Author : William Durbin
Publisher : Scholastic Press
Page : 169 pages
File Size : 23,77 MB
Release : 2002
Category : Juvenile Fiction
ISBN : 9780439153065
Desperate to survive during the Dust Bowl, C. J. Jackson and his family leave the panhandle of Oklahoma and head west to California, where they hope to make a better life for themselves.
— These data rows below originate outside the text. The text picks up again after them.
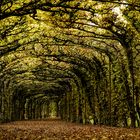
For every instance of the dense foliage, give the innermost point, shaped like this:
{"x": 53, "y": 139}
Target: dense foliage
{"x": 75, "y": 59}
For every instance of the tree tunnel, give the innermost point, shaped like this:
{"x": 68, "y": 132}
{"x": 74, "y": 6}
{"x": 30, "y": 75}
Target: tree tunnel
{"x": 69, "y": 59}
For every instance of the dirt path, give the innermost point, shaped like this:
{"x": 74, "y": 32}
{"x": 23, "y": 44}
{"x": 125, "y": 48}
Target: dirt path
{"x": 61, "y": 130}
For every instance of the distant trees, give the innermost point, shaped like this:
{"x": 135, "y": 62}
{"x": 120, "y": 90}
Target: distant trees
{"x": 88, "y": 51}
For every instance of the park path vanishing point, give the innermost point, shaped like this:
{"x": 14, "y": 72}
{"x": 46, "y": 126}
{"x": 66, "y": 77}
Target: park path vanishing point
{"x": 55, "y": 129}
Author : Martin W. Sandler
Publisher : Bloomsbury Publishing USA
Page : 104 pages
File Size : 18,37 MB
Release : 2009-10-01
Category : Juvenile Nonfiction
ISBN : 0802795471
The Dust Bowl was a time of hardship and environmental and economic disaster. More than 100 million acres of land had turned to dust, causing hundreds of thousands of people to seek new homes and opportunities thousands of miles away, while millions more chose to stay and battle nature to save their land. FDR's army of photographers took to the roads to document this national crisis. Their pictures spoke a thousand words, and a new form of storytelling- photojournalism-was born. With the help of iconic photographs from Dorothea Lange, Walker Evans, Arthur Rothstein, and many more, Martin Sandler tells the story of a nation as it endured its darkest days and the extraordinary courage and spirit of those who survived.
Author : Don Brown
Publisher : Houghton Mifflin Harcourt
Page : 85 pages
File Size : 39,46 MB
Release : 2013
Category : Juvenile Nonfiction
ISBN : 0547815506
The causes and results of the Dust Bowl and how the lessons learned are still used today. Presented in comic book format.